I moved to Oregon for high school and didn't go back to Paradise until I was in my 30s, but the town always held a magical quality for me in my mind. It's like if the Pawnee, Indiana, from "Parks and Recreation" had more of a pioneer quality to it and everyone liked weed, booze and nature.
On Nov. 8, 2018, Paradise burned to the ground in the Camp Fire, the deadliest and most destructive wildfire in California history. My childhood home and just about every place I had a connection to in the area was gone overnight. But I wasn't affected. Not really. I didn't lose everything. I didn't have to be evacuated, leaving behind animals and beloved memories to burn. I don't personally know a single one of the 85 fatalities of the fire. My connection is tangential.
Yet, still, when I heard Ron Howard was making a documentary about Paradise, I couldn't imagine sitting through it. My friends and family still in the area are happy that a documentary about their situation was getting made, but most of them aren't prepared to sit through it. A lot of the people I know from down there are still living in RVs and tents on the hollowed-out remains of their property. It's all still too fresh for people to reflect on.
I should have had more faith in Ron Howard, who has been slowly becoming a stronger filmmaker as he ages. While the opening of "Rebuilding Paradise" is filled with some of the most harrowing fire photography I've ever seen, along with multiple terrifying real-life escapes, the film isn't interested in sensationalism.
Instead, "Rebuilding Paradise" is about the resilience of the community and the individuals. It's about the school administrator who wants the high school seniors to graduate on their beloved football field. It's about the Paradise police officer who desperately and exhaustingly pushes himself to get a tree-lighting ceremony together for Christmas. It's about the town drunk who became mayor, who lost his house and just wants the permits to rebuild.
But the film isn't faux-inspirational claptrap, either. "Rebuilding Paradise" also focuses on the people who've given up and are done with Paradise.

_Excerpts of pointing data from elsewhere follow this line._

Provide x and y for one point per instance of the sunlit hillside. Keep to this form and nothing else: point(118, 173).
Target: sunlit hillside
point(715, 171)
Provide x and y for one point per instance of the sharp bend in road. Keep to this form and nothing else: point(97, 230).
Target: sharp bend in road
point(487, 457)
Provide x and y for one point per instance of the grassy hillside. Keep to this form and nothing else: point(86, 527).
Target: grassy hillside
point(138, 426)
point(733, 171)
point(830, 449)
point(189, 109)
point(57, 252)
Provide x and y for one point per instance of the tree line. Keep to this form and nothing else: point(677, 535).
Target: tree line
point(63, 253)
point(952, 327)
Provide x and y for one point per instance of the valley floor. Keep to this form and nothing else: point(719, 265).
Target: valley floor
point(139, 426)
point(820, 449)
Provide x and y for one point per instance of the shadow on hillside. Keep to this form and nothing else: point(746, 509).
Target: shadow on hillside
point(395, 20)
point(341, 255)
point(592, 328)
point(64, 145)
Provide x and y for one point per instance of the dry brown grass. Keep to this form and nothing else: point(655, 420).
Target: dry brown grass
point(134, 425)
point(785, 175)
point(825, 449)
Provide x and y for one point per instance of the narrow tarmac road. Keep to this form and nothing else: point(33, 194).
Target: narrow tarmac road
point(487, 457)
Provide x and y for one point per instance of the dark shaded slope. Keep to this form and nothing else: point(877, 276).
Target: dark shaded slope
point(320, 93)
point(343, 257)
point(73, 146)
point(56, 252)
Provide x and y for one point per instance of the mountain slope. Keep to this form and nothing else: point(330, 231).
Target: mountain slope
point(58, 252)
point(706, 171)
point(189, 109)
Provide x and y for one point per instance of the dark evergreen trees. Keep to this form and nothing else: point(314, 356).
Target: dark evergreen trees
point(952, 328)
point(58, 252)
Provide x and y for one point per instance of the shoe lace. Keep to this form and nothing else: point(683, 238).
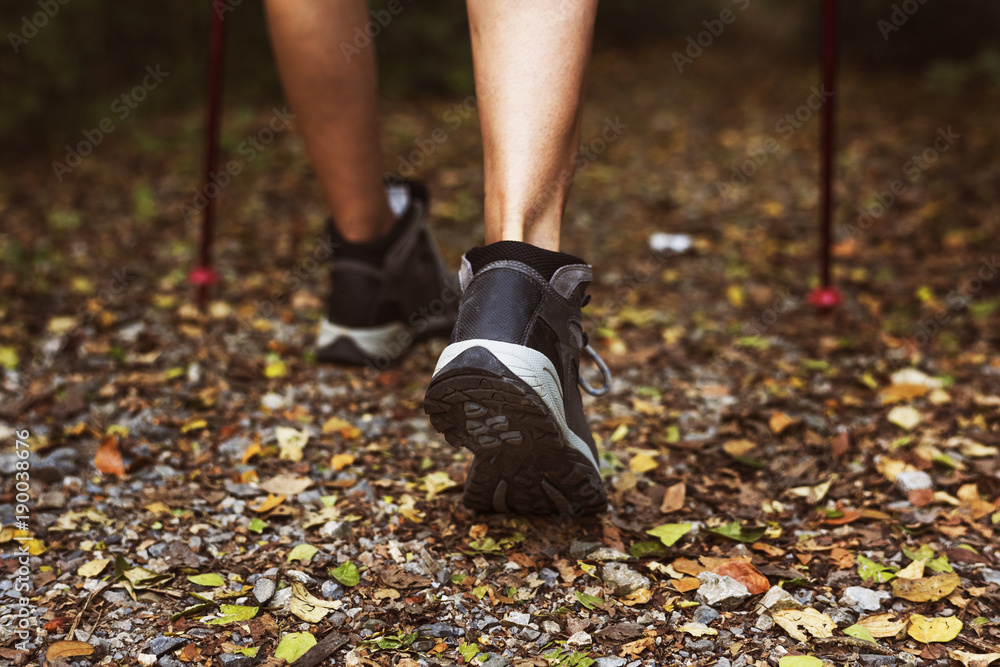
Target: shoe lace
point(596, 358)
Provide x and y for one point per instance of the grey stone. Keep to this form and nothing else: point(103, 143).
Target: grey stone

Watching the town verbally destroy a representative from PG&E (the primary culprits of the fire) in a city council meeting should feel like a moment of vindication, but instead feels exhausting and ugly. Even as Paradise rebuilds, the documentary is sober enough to admit there's really no coming back from this. You can rebuild the town to the exact specifications that it was on Nov. 7, and it still wouldn't really be the same.

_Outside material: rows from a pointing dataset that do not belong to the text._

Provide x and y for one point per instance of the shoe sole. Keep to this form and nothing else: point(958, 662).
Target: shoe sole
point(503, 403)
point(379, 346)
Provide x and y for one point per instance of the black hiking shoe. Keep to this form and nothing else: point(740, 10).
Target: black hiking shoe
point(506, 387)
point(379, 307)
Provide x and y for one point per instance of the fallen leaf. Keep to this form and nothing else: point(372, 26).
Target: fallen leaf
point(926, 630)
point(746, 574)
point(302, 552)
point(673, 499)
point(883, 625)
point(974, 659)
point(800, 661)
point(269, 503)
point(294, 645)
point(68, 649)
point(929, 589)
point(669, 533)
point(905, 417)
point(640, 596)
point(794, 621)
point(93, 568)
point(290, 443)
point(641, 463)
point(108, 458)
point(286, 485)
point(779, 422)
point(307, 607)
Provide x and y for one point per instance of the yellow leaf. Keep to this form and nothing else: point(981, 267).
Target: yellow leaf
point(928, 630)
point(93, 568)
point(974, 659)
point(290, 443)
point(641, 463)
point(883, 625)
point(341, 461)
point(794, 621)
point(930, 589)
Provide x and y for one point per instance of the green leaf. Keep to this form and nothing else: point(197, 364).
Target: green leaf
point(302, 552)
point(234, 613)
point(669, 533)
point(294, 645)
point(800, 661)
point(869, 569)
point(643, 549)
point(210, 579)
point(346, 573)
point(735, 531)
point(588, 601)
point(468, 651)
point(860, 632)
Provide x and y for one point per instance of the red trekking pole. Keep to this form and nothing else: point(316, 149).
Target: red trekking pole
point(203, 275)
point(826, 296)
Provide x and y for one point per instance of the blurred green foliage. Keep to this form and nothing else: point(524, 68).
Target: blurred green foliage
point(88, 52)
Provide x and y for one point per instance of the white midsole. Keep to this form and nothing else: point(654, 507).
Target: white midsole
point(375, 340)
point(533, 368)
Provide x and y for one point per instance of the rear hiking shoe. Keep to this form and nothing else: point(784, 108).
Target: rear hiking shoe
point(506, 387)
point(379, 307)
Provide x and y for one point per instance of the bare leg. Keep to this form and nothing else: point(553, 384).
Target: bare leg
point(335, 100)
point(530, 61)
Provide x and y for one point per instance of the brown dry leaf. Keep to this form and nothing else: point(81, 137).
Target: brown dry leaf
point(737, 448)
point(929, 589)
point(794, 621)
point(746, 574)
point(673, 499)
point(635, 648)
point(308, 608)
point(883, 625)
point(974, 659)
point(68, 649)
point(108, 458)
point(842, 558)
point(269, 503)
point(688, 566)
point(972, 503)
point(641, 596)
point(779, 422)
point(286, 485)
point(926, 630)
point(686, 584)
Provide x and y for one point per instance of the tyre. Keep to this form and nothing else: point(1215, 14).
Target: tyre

It's a well-crafted documentary, beautifully directed and photographed, and hopefully the people who need to see it can and will. But I also wouldn't blame them if they choose not to. The Camp Fire isn't their collective past. It's their present. They still have nightmares about being surrounded by fire and by the pets they couldn't reach in time. I found myself crying at dozens of points across the film and I wasn't even there. Technically, the only thing I lost was an idea of what home is supposed to be.

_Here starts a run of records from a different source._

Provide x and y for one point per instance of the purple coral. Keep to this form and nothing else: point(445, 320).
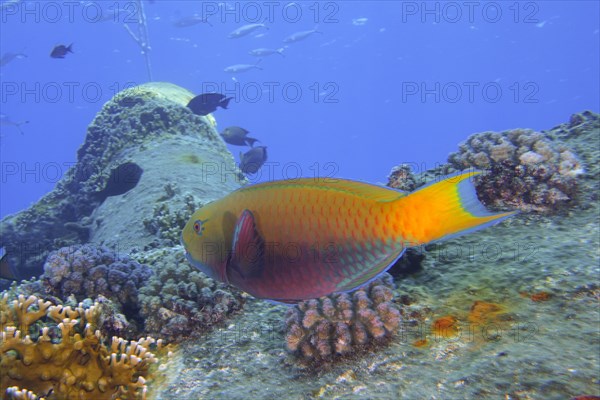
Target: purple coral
point(89, 271)
point(342, 323)
point(528, 170)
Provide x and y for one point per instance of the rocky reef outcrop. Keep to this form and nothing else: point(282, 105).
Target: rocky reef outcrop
point(343, 323)
point(146, 161)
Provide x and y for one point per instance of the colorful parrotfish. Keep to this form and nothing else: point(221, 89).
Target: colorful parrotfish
point(300, 239)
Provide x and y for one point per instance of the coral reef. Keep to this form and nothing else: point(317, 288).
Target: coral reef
point(179, 300)
point(528, 170)
point(402, 178)
point(166, 224)
point(88, 271)
point(341, 323)
point(57, 351)
point(148, 126)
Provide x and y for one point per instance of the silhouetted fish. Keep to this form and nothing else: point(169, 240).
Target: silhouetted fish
point(263, 52)
point(237, 136)
point(296, 37)
point(253, 159)
point(242, 67)
point(121, 180)
point(206, 103)
point(5, 121)
point(7, 271)
point(8, 57)
point(61, 51)
point(245, 30)
point(191, 21)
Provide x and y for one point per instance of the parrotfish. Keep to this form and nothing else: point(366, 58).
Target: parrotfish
point(298, 36)
point(293, 240)
point(242, 67)
point(206, 103)
point(237, 136)
point(263, 52)
point(245, 30)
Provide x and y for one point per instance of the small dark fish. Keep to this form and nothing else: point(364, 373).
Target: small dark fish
point(298, 36)
point(8, 57)
point(191, 21)
point(5, 121)
point(245, 30)
point(206, 103)
point(7, 271)
point(237, 136)
point(253, 159)
point(242, 67)
point(121, 180)
point(61, 51)
point(263, 52)
point(112, 15)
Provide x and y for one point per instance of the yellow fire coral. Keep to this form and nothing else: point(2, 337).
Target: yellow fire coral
point(56, 352)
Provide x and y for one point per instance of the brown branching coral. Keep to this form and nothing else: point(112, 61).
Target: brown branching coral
point(527, 169)
point(56, 350)
point(342, 323)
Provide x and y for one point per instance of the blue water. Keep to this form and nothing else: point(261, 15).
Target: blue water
point(385, 82)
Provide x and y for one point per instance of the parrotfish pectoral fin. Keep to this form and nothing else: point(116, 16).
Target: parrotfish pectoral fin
point(248, 247)
point(446, 209)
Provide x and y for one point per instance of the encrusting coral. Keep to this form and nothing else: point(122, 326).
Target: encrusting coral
point(342, 323)
point(528, 170)
point(57, 352)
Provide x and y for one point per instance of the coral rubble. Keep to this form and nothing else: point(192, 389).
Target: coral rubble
point(88, 271)
point(341, 323)
point(528, 170)
point(179, 300)
point(56, 350)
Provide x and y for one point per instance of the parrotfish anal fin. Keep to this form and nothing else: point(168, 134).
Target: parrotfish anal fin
point(248, 247)
point(370, 274)
point(360, 189)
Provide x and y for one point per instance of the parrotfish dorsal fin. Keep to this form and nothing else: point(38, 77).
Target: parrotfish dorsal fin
point(248, 247)
point(360, 189)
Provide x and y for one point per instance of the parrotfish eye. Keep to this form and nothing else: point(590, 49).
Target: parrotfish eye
point(199, 226)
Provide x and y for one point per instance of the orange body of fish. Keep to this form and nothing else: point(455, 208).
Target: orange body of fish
point(299, 239)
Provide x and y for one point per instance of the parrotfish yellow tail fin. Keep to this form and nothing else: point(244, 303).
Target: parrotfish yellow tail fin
point(444, 209)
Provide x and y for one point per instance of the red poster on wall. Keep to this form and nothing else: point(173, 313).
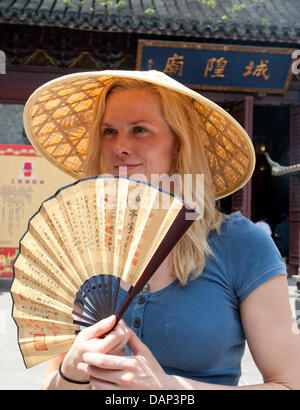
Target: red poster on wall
point(26, 179)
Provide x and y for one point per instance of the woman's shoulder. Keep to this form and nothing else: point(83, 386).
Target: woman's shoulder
point(238, 226)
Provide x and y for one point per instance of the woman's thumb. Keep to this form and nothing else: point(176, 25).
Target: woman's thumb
point(137, 346)
point(100, 328)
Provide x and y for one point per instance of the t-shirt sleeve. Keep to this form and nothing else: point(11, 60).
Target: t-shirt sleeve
point(253, 257)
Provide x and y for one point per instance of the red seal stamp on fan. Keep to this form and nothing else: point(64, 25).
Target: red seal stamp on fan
point(39, 341)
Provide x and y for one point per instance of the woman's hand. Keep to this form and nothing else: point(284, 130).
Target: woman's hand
point(139, 372)
point(89, 341)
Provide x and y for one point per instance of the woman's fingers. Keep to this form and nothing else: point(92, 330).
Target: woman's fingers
point(111, 362)
point(98, 329)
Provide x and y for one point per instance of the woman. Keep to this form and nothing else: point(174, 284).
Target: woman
point(188, 330)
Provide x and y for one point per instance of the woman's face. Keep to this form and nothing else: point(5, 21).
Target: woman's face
point(135, 135)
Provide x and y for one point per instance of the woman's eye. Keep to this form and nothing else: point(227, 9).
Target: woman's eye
point(108, 131)
point(139, 130)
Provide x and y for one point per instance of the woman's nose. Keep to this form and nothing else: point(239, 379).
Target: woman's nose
point(122, 145)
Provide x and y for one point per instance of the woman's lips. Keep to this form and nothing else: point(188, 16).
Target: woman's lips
point(127, 167)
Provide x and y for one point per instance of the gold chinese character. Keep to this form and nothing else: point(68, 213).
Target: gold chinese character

When I went back to Paradise a few years ago, I made my family take me to Bille Park so I could see if my name was still carved in the cement. Walking around, I had trouble remembering exactly where it was, until I moved around some bushes near the bathrooms and found it, looking like it was carved in Precambrian times: "Jared '88." I don't know if it's still there after the fire and I'm not sure I want to know. In my head it's there. Maybe a little melted and stained with dried ash and grime, but still there.